Dove c'è ora viale Romania, la strada che da piazza Ungheria porta verso piazzale delle Muse, nel 1912 c'era ancora qualche vecchia casa. Oltre c'erano sono solo prati e boschi e non era raro imbattersi in gruppi di briganti. In uno di questi piccoli e vecchi edifici, una casetta a due piani che, forse, in tempi passati era stata una stazione di posta dove far riposare i cavalli, Giovanni D'Angeli decise di stabilire il suo quartier generale.

Al suo paese, Stipes di Ascrea (oggi poco più di cinquanta abitanti, in provincia di Rieti) qualche amico gli aveva suggertio di portare il suo vino a Roma: li c'erano centinaia di operai che rappresentavano un grande "mercato", operai che avranno lavorato per anni bisognosi di cibo e bevande. Ed il vino di Giovanni a Stipes è fra i più buoni, lo fa invecchiare nelle botti, coltiva e cura lui la vigna... un vero esperto. Giovanni pensa che è l'occasione della vita, aiutato dal figlio Richetto carica le sue botti su un carretto, la famosa barrozzetta, con due cavalli e parte per questo lungo e faticosissimo viaggio verso la Capitale, quasi cento chilometri lungo la Salaria. Non gli ci vorrà molto a capire che quella vecchia stazione di posta, con una piccola grotta scavata sotto il terreno - l'ideale per conservare il vino - fa al caso suo. Col tempo sistemerà anche una piccola cucina in cui preapara minestre calde per gli operai dei cantieri vicini.

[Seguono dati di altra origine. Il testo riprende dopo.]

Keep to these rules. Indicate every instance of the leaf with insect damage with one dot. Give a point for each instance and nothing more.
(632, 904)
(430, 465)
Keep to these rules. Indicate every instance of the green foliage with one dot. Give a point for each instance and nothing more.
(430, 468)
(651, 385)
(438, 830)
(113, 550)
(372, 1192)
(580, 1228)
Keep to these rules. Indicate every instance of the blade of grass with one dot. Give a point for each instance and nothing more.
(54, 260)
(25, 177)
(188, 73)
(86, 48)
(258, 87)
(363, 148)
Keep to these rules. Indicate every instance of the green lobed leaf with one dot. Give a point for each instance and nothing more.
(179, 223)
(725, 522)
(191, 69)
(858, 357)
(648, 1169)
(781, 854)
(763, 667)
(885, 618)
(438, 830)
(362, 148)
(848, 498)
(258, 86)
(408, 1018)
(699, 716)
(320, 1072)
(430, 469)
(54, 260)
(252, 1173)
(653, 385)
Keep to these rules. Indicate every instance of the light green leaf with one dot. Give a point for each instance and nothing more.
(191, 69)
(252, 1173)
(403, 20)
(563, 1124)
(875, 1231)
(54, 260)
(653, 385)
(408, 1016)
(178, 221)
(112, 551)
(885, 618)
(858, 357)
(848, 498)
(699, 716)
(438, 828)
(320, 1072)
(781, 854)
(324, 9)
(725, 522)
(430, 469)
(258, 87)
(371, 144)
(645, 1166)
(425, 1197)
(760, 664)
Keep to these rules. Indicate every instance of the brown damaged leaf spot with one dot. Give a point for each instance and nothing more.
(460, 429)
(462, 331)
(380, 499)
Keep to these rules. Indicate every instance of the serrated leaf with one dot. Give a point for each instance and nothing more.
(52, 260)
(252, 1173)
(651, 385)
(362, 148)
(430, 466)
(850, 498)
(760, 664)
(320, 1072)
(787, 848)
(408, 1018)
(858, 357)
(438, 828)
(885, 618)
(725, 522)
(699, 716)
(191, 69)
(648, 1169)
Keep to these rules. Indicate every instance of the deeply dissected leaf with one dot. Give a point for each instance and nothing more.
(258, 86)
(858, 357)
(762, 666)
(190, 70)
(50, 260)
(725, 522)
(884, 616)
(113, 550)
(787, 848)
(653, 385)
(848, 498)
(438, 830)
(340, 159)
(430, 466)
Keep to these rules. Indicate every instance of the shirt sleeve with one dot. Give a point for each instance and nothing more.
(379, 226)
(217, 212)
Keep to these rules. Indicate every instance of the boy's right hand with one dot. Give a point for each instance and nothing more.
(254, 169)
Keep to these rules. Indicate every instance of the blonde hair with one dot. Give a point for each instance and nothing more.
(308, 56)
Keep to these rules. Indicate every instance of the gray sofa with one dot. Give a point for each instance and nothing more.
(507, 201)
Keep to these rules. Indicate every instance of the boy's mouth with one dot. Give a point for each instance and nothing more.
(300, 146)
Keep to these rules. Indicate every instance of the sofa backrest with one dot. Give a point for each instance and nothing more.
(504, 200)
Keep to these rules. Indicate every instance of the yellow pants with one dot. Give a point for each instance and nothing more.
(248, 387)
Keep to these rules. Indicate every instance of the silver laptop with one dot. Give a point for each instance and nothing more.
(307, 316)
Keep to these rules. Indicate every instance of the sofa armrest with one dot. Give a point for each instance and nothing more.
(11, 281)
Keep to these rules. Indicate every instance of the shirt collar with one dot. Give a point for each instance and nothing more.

La prima guerra mondiale interromperà questo improvvisato e imprevisto successo ma quel "grottino" ormai è lanciato e, dopo il 1918, riprenderà slancio e recupererà i vecchi clienti. Negli anni '50 e '60 il Grottino del Laziale prende quota, diventa un punto di riferimento della gastronomia romana, quello che è ancora oggi, a cento anni di distanza dall'inizio di attività di trattoria.

Io sono il pronipote di Giovanni. Spetta a me, ora, la gestione del Grottino del Laziale, quarta generazione, un D'Angeli ininterrottamente alla guida del locale. Un record, probabilmente. Si, negli anni '20 il mio bisnonno Giovanni e la moglie riscuotevano già successo con i loro piatti semplici e genuini e, grazie all'apporto in cucina del figlio Ricchetto e di sua moglie, "nonna Rosa", non si limitavano più a servire solo vino, minestre e panini col salame, ma avevano già allargato il ventaglio delle offerte.

Insomma, la trattoria cominciava già a prendere forma.